Several Brussels sources told AFP on Saturday that the timing of Cyprus President Nicos Anastasiades's meeting with European Union President Herman Van Rompuy and European Commission head Jose Manuel Barroso would depend on "difficult" EU and IMF negotiations with the Cypriot government in Nicosia on Saturday.
"I'm not expecting any meetings on Saturday, put it that way," said one key source.
The Eurogroup talks planned for 1600 GMT on Sunday still have to be confirmed officially by the group's chairman, Dutch Finance Minister Jeroen Dijsselbloem.
European Commission economics spokesman Simon O'Connor said on Twitter: "Intensive contacts are ongoing at many levels. At this time there are no meetings confirmed in Brussels this weekend."

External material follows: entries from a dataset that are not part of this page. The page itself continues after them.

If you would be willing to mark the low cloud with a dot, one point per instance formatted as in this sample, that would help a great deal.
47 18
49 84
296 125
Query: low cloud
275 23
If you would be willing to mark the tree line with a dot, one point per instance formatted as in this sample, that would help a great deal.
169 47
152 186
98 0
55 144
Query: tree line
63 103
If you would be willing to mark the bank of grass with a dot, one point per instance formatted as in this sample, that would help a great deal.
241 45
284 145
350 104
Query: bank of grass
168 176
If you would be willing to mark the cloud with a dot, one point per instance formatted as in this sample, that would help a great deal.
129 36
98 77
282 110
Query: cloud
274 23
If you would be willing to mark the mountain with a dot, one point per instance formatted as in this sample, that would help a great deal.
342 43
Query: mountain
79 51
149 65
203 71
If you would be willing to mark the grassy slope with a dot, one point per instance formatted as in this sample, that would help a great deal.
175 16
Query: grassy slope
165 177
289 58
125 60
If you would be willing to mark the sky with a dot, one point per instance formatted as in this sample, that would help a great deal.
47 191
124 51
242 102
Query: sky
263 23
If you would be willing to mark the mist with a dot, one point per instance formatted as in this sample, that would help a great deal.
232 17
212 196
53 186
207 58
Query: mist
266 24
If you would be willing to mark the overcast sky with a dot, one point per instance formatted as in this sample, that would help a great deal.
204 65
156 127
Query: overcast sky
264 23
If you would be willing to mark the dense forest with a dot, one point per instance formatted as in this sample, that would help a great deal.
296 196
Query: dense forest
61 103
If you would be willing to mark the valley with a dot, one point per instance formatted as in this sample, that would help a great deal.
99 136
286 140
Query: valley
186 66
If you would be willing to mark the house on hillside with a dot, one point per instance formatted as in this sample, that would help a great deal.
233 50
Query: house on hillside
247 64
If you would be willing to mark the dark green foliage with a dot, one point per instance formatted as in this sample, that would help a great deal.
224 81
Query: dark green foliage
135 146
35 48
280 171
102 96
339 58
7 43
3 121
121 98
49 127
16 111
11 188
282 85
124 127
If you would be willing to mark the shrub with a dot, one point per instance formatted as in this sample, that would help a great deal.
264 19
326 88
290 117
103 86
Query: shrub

Cyprus Finance Minister Michalis Sarris described progress over the course of Saturday morning as "significant" despite "several issus" still to be resolved.
But EU sources said the negotiations remained difficult, leaving a question mark over the timing of the Brussels meetings, according to one source.
As a condition for eurozone-IMF loans of up to 10 billion euros, Cyprus has to find another nearly six billion euros.
An initial plan to raid deposits in Cypriot banks backfired badly last week, and the banks will have been closed for 10 days if they indeed re-open their doors as negotiators hope on Tuesday.
The new plan -- a dusted-down version of an earlier proposal in negotiations -- would see the island's two biggest banks broken up, involving significant job losses.
"Good" and "bad" assets within both the Bank of Cyprus and Laiki (or Popular) Banks would be hived off into new holdings -- with a "haircut" applied to the new "good" bank.
This would extend to 15 to 20 percent of these "good" assets, and would raise the majority of the six billion euros.
This plan was rejected by Cyprus during summit negotiations on its bailout that unleashed the current crisis. Cypriot leaders instead proposed a levy on all savings, including an estimated 30 billion euros in Russian investments in the Cypriot financial system.
This "wealth tax", as Dijsselbloem subsequently labelled it, would not only apply to accounts with more than 100,000 euros in them -- the target of a rival plan -- and would therefore avoid accusations that the EU would be breaching its own deposit guarantee legislation.
Still to be cleared up, though, is whether this would also apply to non-residents, after days of talks in Moscow for both Sarris and Barroso that yielded little obvious progress.
Rates for this tax would be on a sliding scale, with an estimated one billion euros collected.